We have already some kind of "inflation" in the game (rising unit costs by number AND time), which nobody understands. The Civ4 inflation was rather opaque, too.
2)Now make that number completely crippling for large empires (so that the trade routes generated by many small cities CANNOT overcome that inflation).
Once again, this additionally harms the forming of "non-ICS" empires.
3) make inflation resource dependant:
The less oil/coal you have, the worse your inflation. the larger your empire, the more coal/oil you need to maintain a reasonable economy
So to cripple my opponent, I have to kill his resources? Well, this would just make the human combat even more powerful, as I could not only cut the production of units and city improvements, but additionally would be rewarded by him running even deeper into "inflation".
Bottom line:
a) Rewarding city size does not help against ICS, but even accelerates it, as now you will have the benefit from many small cities PLUS the benefit from the bigger cities.

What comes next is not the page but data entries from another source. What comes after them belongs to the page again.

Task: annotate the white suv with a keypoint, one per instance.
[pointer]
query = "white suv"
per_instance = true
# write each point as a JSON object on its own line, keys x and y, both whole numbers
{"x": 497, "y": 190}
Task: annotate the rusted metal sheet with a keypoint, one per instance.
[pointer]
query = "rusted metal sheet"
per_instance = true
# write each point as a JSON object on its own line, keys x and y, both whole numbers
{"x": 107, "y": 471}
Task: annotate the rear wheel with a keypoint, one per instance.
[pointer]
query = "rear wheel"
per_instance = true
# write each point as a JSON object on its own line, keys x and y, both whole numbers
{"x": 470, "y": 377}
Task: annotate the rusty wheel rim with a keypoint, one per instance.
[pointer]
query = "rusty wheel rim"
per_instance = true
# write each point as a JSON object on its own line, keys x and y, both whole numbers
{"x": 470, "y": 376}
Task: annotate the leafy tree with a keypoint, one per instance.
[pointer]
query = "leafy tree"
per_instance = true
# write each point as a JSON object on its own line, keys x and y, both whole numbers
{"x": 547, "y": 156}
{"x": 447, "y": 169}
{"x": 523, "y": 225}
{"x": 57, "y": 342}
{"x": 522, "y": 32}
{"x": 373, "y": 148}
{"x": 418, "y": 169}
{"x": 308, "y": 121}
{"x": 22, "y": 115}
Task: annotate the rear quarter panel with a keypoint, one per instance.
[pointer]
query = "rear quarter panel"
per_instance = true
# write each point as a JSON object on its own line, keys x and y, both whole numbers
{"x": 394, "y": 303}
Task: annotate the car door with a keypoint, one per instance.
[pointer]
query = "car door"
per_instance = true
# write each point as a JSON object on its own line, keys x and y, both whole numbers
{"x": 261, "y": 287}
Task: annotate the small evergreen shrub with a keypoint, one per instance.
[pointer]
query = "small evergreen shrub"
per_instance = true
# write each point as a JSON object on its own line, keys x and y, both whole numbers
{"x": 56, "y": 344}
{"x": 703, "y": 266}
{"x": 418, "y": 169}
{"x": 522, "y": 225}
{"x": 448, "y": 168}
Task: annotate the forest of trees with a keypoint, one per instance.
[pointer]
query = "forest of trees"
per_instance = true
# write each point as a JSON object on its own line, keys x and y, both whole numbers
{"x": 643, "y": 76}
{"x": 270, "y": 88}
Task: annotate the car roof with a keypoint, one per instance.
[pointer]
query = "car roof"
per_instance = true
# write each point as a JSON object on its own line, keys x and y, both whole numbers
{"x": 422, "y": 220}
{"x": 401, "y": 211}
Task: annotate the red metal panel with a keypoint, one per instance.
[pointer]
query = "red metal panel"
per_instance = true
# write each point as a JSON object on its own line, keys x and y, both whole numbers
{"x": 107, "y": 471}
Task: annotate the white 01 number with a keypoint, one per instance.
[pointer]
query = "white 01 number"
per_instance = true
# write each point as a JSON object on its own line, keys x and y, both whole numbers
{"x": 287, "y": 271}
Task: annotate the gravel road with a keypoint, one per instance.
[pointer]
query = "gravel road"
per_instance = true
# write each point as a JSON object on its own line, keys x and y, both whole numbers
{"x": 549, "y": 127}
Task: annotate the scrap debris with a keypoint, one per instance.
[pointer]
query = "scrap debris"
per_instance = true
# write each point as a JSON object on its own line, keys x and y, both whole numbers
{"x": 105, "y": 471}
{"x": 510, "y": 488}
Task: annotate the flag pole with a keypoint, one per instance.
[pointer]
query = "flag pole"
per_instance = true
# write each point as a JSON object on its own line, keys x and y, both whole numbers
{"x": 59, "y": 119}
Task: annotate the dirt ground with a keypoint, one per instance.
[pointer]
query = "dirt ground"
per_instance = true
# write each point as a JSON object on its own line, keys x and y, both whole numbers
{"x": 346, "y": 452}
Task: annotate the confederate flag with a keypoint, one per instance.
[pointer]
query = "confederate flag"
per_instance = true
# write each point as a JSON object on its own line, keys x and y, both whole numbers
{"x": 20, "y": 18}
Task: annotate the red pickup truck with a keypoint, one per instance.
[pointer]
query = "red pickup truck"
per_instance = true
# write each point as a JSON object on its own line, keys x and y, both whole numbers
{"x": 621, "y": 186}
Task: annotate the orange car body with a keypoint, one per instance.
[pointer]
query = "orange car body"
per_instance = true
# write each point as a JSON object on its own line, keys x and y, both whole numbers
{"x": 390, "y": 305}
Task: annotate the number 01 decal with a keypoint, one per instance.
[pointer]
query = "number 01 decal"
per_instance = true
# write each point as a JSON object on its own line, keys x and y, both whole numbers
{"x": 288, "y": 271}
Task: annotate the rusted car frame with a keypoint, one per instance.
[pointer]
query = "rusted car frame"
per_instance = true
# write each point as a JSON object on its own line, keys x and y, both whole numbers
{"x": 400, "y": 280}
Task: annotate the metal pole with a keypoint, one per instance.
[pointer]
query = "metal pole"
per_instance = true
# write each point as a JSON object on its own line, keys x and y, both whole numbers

b) Having "fixed penalties" for small cities doesn't help, as this can limit ANY growth of the empire, even when ICS was not intended.
c) Penalties for having many resources are completely counter-productive as being pointed out above.
The main problem is first and foremost the maritime CS.
Since they follow the same logic of bribery as any other form of CS, a solution is not easy to find. They HAVE to offer a remarkable benefit as otherwise the gain isn't worth the effort.
Most probably a fixed amount of food to be spread in equal numbers amongst your cities would be the best solution. Let's say 10 food (numbers are just examples) which will be spread amongst your 10 biggest cities.
That way any city past the initial 10 doesn't benefit from it, but has to be grown in the "traditionial" way.
To fight the income from roads I would propose certain thresholds, after which additional, fixed costs occur (let's say for the road department). That way, after 10 road hexes there could be costs of additional 2 gold . After 25 road hexes there would be additional 5 gold, and so on (once again, the numbers are just for display purposes, and might have to be adjusted per mapsize).
This principle is similar to "inflation", yet is easy enough to be understood by the player and doesn't harm the early build up of your empire.